Brunna Keila

Tudo que meus olhos não enxergam

Deus mora nas coisas que os olhos não alcançam.

Ele se esconde no intervalo entre um suspiro e outro,

na pausa do choro que ninguém ouviu,

no silêncio que fica depois que a porta se fecha

e a alma permanece sozinha consigo.

Há dores que não aparecem nos exames.

Há doenças que os médicos aprendem a chamar de incuráveis

porque não cabem nos remédios

nem nas palavras técnicas que tentam organizar o caos.

E há também aquela sombra mansa

que vai ocupando os cômodos da alma

apagando as luzes uma por uma.

Chamam de depressão.

Mas eu penso que é uma noite comprida

que chega antes da hora

e faz o coração esquecer

como era o desenho do sol.

Nessas horas, Deus não grita.

Ele não rasga o céu com trovões.

Ele fica pequeno.

Tão pequeno quanto uma brisa

que toca o rosto de quem já não tem forças para orar.

Tudo que meus olhos não enxergam

talvez seja justamente onde Ele mais trabalha.

No escuro da terra, a semente parece morta.

Mas é ali, longe da vista,

que o milagre aprende a respirar.

Quando o corpo dói,

quando o diagnóstico parece sentença,

quando o travesseiro conhece segredos salgados,

Deus se faz silêncio.

E o silêncio, às vezes, é o colo que não vemos.

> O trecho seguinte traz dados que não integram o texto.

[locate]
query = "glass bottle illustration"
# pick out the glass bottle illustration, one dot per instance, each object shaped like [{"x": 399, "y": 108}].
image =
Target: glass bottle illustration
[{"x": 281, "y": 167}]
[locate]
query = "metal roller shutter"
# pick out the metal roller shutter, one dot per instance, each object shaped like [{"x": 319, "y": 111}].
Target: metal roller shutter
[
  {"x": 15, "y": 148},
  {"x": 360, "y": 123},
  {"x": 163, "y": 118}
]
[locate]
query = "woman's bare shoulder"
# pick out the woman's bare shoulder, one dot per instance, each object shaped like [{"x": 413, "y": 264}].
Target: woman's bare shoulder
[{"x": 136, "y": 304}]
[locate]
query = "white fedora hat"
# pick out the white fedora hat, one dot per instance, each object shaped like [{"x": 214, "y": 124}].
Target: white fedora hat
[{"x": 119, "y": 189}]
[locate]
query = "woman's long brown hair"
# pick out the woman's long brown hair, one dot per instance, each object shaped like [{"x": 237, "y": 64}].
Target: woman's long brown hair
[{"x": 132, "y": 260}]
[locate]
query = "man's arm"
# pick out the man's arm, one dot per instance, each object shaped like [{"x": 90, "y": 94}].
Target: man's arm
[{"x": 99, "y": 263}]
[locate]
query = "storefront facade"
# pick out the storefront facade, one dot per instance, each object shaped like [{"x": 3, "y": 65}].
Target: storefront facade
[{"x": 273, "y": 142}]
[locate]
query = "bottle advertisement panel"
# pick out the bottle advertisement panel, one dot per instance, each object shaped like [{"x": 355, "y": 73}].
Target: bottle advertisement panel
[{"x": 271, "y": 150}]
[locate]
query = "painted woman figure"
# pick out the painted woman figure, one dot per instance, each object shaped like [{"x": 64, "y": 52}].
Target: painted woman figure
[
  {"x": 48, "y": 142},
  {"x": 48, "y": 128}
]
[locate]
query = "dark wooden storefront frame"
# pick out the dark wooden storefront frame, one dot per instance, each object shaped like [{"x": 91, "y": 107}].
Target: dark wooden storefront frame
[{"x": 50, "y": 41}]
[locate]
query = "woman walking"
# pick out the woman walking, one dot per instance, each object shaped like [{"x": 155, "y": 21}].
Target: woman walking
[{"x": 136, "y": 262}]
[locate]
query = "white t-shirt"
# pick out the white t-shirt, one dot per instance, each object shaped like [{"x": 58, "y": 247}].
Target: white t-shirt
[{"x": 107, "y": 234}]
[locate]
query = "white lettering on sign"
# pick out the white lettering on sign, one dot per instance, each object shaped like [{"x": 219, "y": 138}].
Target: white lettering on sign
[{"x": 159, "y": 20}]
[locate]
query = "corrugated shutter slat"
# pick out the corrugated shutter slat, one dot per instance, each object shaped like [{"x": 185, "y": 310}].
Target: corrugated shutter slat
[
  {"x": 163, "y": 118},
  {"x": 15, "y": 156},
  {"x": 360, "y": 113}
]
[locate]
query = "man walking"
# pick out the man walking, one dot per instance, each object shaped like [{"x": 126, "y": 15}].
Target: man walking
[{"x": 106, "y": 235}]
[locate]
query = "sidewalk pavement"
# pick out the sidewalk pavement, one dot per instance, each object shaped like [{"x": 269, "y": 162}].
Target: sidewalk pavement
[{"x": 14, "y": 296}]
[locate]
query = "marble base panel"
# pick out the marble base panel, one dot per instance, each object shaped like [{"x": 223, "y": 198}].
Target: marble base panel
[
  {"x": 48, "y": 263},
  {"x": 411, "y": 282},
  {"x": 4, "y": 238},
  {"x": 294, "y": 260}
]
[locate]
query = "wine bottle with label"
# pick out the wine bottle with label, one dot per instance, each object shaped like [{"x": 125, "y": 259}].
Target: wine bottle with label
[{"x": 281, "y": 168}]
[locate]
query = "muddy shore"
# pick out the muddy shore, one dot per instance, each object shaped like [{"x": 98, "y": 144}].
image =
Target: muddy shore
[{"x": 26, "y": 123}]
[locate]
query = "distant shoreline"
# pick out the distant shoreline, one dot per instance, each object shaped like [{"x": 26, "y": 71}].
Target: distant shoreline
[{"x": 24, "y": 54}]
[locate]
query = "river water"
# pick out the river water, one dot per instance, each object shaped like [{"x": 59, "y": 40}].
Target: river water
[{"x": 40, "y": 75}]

A fé não é um sorriso constante.

É uma vela acesa dentro do peito

mesmo quando o vento sopra forte.

Pequena.

Tremendo.

Mas acesa.

Tudo que meus olhos não enxergam

é o cuidado invisível

que me sustenta quando não sinto chão.

É a mão que não vejo

segurando a minha

quando a alma se torna noite.

E se a escuridão insiste,

talvez seja porque o amanhecer

ainda está sendo tecido.

Deus trabalha no invisível.

E no invisível, meu caro

há vida germinando

mesmo quando tudo parece silêncio.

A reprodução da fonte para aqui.